Para Filipe Lourenço, "Portugal é um país de grande potencial, que está com uma expansão muito sólida e controlada, e um destino seguro para investimento e para se viver, oferecendo uma qualidade de vida muito acima de destinos que concorrem connosco directamente neste segmento de mercado".
Cabrita Matias garante que “Portugal entrou na rota dos compradores internacionais, mantém-se a procura e a oferta não é suficiente, Portugal oferece condições únicas para estes investidores poderem usufruir de um tempo magnífico, uma gastronomia excepcional, um povo aberto e simpático, kms de praia e todas as comodidades exigíveis a uma vida moderna e exigente”.
O CEO da Vanguard, por seu turno, fala de experiência feita em vários nichos do mercado de topo: “É um mercado com elevado potencial, mas excepcionalmente exigente. Para além de implicar a construção de uma marca forte, serviços de elevada qualidade e disponibilidade, é exigente na componente da concepção dado que o cliente de topo é, por natureza, conhecedor e está a par das melhores inovações”. Por outro lado, sublinha um dos constrangimentos: “É um desafio explicar a um financiador o valor de construção por m2 de um imóvel de luxo – toda e qualquer operação que “sai fora da norma” é visto pelos departamentos de risco como algo “exótico”, logo, de risco. É imperativo criar em Portugal uma cultura distinta. Na verdade, é nos segmentos premium e de luxo onde o risco é menor, pois estes clientes são menos dependentes de alterações nos ciclos económicos”.

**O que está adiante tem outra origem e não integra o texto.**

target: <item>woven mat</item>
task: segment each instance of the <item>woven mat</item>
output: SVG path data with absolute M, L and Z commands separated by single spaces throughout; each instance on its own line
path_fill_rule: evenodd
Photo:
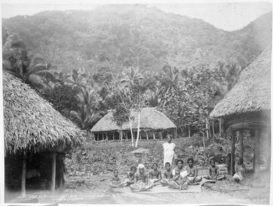
M 177 190 L 177 189 L 172 189 L 169 188 L 168 186 L 162 186 L 161 185 L 156 185 L 153 187 L 148 191 L 143 192 L 133 192 L 136 193 L 145 193 L 145 194 L 158 194 L 158 193 L 200 193 L 201 187 L 206 183 L 215 183 L 215 180 L 210 180 L 203 179 L 199 185 L 189 185 L 187 190 Z M 118 190 L 121 192 L 133 192 L 129 187 L 126 187 L 123 188 L 114 188 L 115 190 Z

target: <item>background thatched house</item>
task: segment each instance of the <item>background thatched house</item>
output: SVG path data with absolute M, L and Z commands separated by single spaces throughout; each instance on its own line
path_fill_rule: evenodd
M 240 156 L 243 158 L 243 131 L 248 130 L 254 136 L 255 170 L 259 171 L 261 151 L 268 157 L 267 162 L 268 168 L 270 168 L 270 78 L 271 47 L 268 47 L 241 72 L 234 87 L 211 114 L 211 117 L 223 119 L 228 125 L 228 131 L 233 134 L 231 165 L 234 164 L 235 133 L 240 131 Z M 233 167 L 230 169 L 233 173 Z
M 62 188 L 63 153 L 83 140 L 82 131 L 29 86 L 5 72 L 3 91 L 6 186 L 19 180 L 23 196 L 26 181 L 28 186 L 31 178 L 50 182 L 52 190 L 57 180 Z
M 130 114 L 133 118 L 132 129 L 133 135 L 138 130 L 138 112 L 131 109 Z M 130 123 L 126 122 L 122 126 L 123 139 L 131 139 Z M 156 110 L 154 107 L 143 108 L 140 111 L 140 129 L 141 139 L 163 138 L 167 132 L 174 134 L 177 126 L 166 115 Z M 121 128 L 113 121 L 113 113 L 110 111 L 101 118 L 91 129 L 95 134 L 96 140 L 118 139 Z M 162 135 L 162 136 L 161 136 Z

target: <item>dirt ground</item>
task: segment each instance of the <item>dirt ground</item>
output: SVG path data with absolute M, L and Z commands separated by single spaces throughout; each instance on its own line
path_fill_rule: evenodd
M 206 170 L 199 172 L 204 175 Z M 145 194 L 129 190 L 116 190 L 109 187 L 105 175 L 82 175 L 65 177 L 62 191 L 54 194 L 50 191 L 27 190 L 27 197 L 19 197 L 20 193 L 6 192 L 6 202 L 33 203 L 91 203 L 91 204 L 269 204 L 269 173 L 262 173 L 260 183 L 250 180 L 252 174 L 241 183 L 228 180 L 206 183 L 201 193 Z M 129 192 L 128 192 L 129 191 Z

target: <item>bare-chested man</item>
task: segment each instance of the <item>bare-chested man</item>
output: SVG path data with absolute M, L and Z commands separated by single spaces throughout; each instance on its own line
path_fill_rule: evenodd
M 202 180 L 202 177 L 197 176 L 197 167 L 194 166 L 194 159 L 189 158 L 186 162 L 188 163 L 188 166 L 186 167 L 186 179 L 189 181 L 188 185 L 198 185 L 198 183 Z
M 130 185 L 132 190 L 146 191 L 153 187 L 152 184 L 148 183 L 148 174 L 145 172 L 143 164 L 138 165 L 138 172 L 135 173 L 134 183 Z

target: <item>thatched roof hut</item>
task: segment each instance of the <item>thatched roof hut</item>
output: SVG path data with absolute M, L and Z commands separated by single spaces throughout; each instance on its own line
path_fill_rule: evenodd
M 79 143 L 82 131 L 28 85 L 3 73 L 6 153 L 34 153 Z
M 25 196 L 31 169 L 50 180 L 52 190 L 56 180 L 62 188 L 63 153 L 84 139 L 83 132 L 28 85 L 4 71 L 3 92 L 5 183 L 21 180 Z
M 138 129 L 138 112 L 131 109 L 130 114 L 133 121 L 133 130 Z M 157 111 L 155 107 L 143 108 L 140 110 L 140 129 L 145 131 L 163 131 L 176 129 L 175 124 L 163 113 Z M 122 126 L 123 131 L 130 131 L 130 123 L 126 122 Z M 117 126 L 113 120 L 113 112 L 109 112 L 101 118 L 91 129 L 93 133 L 106 133 L 119 131 L 121 127 Z M 155 136 L 155 135 L 154 135 Z
M 235 132 L 239 131 L 240 156 L 243 158 L 243 131 L 254 136 L 253 169 L 260 170 L 260 141 L 269 146 L 271 141 L 271 47 L 243 70 L 238 82 L 211 113 L 213 118 L 221 118 L 232 132 L 230 173 L 234 173 Z M 270 156 L 269 156 L 270 158 Z M 270 165 L 268 161 L 267 166 Z
M 211 117 L 228 117 L 271 108 L 271 48 L 267 48 L 243 70 L 236 85 L 211 113 Z
M 138 112 L 131 110 L 130 114 L 133 117 L 132 127 L 138 129 Z M 123 130 L 130 129 L 129 122 L 123 126 Z M 143 108 L 140 110 L 140 129 L 168 129 L 176 128 L 175 124 L 163 113 L 156 110 L 155 107 Z M 109 112 L 101 118 L 91 129 L 93 132 L 118 131 L 121 128 L 113 121 L 113 113 Z

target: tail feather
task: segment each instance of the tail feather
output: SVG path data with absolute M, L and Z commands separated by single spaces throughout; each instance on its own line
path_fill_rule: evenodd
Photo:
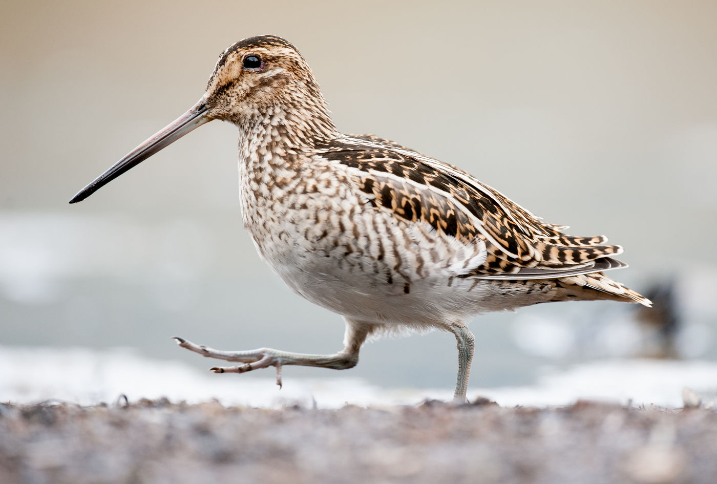
M 652 303 L 602 272 L 581 274 L 553 280 L 556 294 L 551 300 L 600 300 L 637 303 L 651 308 Z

“Para atrairmos mais luxo - defende - , temos de melhorar muitas coisas, desde logo a manutenção das cidades e da limpeza das vias. Infelizmente, na maioria das cidades estamos a piorar. Só quando os comerciantes perceberem que se oferecerem melhores produtos e serviços podem ser mais rentáveis e pagar melhores salários, iremos verdadeiramente avançar”.